High hopes had been riding on its Chandrayaan-2 orbiter. The spacecraft was sending a landing vehicle down to the moon — an operation that, if successful, would be the first robotic mission at the moon's unexplored south pole and that would make India only the fourth country in history to make a moon landing.

Unfortunately, it was not to be. At the time, the Indian Space Research Organisation didn't offer much explanation for the operation's failure besides an ill-timed loss of contact, adding little more than a terse, "Data is being analyzed."

Now, the Indian government has offered its first conclusive statement on the incident, in a brief report responding to a lawmaker's question last Wednesday: Put simply, the Vikram lander's braking thrusters malfunctioned, and it crashed.
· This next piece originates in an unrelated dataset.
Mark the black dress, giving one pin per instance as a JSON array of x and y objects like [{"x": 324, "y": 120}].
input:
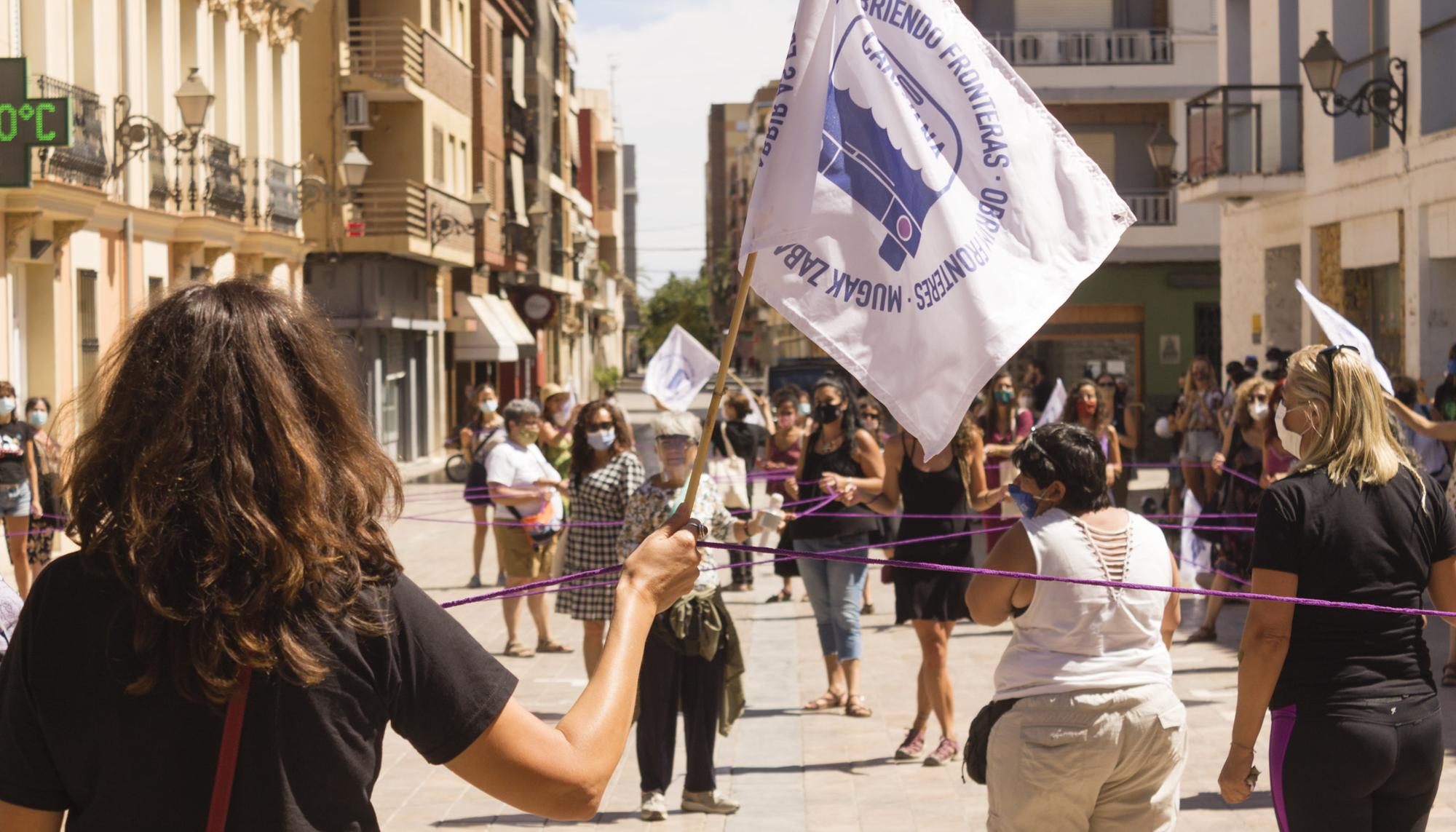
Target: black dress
[{"x": 921, "y": 594}]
"During the second phase of descent, the reduction in velocity was more than the designed value. Due to this deviation, the initial conditions at the start of the fine braking phase were beyond the designed parameters," said Jitendra Singh, minister of state for the Department of Space, the ISRO's parent department. "As a result, Vikram hard landed within 500 m of the designated landing site."

Singh did not clarify what caused the malfunction in the lander's landing system.

The statement is believed to be the first formal acknowledgment by India's government that the craft crashed. In the ISRO's previous public updates on Vikram — the latest on its website was released back on Sept. 10, several days after the intended landing date — the agency noted only that it had located the lander but had made "no communication with it yet."

In his explanation last week, Singh was careful to add that officials have had success with the rest of the Chandrayaan-2 craft, which continues to collect information during its orbit around the moon.

"Most of the components of Technology demonstration, including the launch, orbital critical maneuvers, lander separation, de-boost and rough braking phase were successfully accomplished," the minister said. "With regards to the scientific objectives, all the 8 state of the art scientific instruments of the Orbiter are performing as per the design and providing valuable scientific data."

Still, the failed landing is a disappointment for the Chandrayaan-2 project, whose total cost Singh estimated at upward of $135 million.

But it's not the only such disappointment recently. Just months earlier, a private Israeli project muffed its own attempt to land a robotic craft on the moon, with the probe apparently losing its main engine and contact with its earthbound controllers in the final moments of its descent.